Today's youth didn’t see the events unfold on TV screens, but they're learning about 9/11 and the significance of our first responders.

NORTH LITTLE ROCK, Ark. — While many can recall the minute they learned about the September 11 attack, our youth weren’t born yet.

They’re learning about its significance and honoring first responders.

RELATED: 18 years later, America vows to 'never forget' 9/11

Every year since 2002, First Assembly North Little Rock holds a Heroes Luncheon for First Responders on September 11.

“We chose to remember that day, certainly with sadness, but also celebration of people who serve us every day,” Pastor Rod Loy said.

For the first time, this year students got involved.

“We have to understand that they risk their lives every day for us,” North Little Rock Middle School 8th-grader Bethany Jumper said.

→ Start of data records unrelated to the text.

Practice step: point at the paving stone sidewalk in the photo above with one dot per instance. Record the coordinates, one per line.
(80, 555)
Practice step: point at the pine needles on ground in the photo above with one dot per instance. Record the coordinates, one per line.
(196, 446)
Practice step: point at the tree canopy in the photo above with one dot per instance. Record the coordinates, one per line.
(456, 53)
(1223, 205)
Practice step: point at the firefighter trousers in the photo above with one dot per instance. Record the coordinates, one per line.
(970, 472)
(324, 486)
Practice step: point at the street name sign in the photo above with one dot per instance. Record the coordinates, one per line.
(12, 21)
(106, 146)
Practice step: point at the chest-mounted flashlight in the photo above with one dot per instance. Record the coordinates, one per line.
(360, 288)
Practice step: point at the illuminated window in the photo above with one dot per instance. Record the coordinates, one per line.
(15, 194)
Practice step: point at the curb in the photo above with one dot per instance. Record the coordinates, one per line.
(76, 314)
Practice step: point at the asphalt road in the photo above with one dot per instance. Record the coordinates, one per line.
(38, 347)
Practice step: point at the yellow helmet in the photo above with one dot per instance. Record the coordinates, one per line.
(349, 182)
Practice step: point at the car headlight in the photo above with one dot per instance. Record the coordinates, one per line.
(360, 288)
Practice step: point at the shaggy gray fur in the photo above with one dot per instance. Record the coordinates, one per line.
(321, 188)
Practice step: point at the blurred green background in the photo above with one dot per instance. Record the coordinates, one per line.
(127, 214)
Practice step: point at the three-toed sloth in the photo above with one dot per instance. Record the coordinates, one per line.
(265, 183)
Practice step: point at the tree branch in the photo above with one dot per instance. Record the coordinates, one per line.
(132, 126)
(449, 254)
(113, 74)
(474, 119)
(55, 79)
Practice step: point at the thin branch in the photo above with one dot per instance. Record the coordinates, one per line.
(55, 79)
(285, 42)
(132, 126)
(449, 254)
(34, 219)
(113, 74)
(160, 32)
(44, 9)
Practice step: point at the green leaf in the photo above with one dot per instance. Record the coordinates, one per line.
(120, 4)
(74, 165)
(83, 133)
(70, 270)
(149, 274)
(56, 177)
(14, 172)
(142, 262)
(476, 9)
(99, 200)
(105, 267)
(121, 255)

Students from Indian Hills Elementary and North Little Rock Middle School greeted first responders with cheers, signs, and hugs.

“Sometimes they just need to be reminded that we’re grateful and thankful for all they do,” Jumper said.

They said it’s important to honor those who run toward danger and remember the civilians who tragically died 18 years ago.  

“About every year, like on 9/11, our teachers talk about what it was and how it changed our U.S.,” Jumper said.

They didn’t see the events unfold on TV screens, but it’s still something that’s impacted their lives today.

“It was such a turning point in our U.S. history and we changed a lot of what we do based on that day,” Jumper said.

First responders are glad the next generation won’t forget.

“I’ve really enjoyed it. You hear that? It’s awesome,” Pulaski County Sheriff Eric Higgins said.

“There’s a lot of these kids now that have no idea, and you know, came along after that,” NLR Police Chaplain David Barnes said.

As the students see each smiling face, they learn who answers the call for help.

RELATED: Firefighter who died on 9/11 identified almost 18 years later

“It’s very important to remember what this country is really about and what we have to do to fight for our freedoms that we have. To stand up to those injustices that are done against us. And as far as the first responders, teaching them how important it is and how grateful we should be for those that serve to make our lives better,” Barnes said.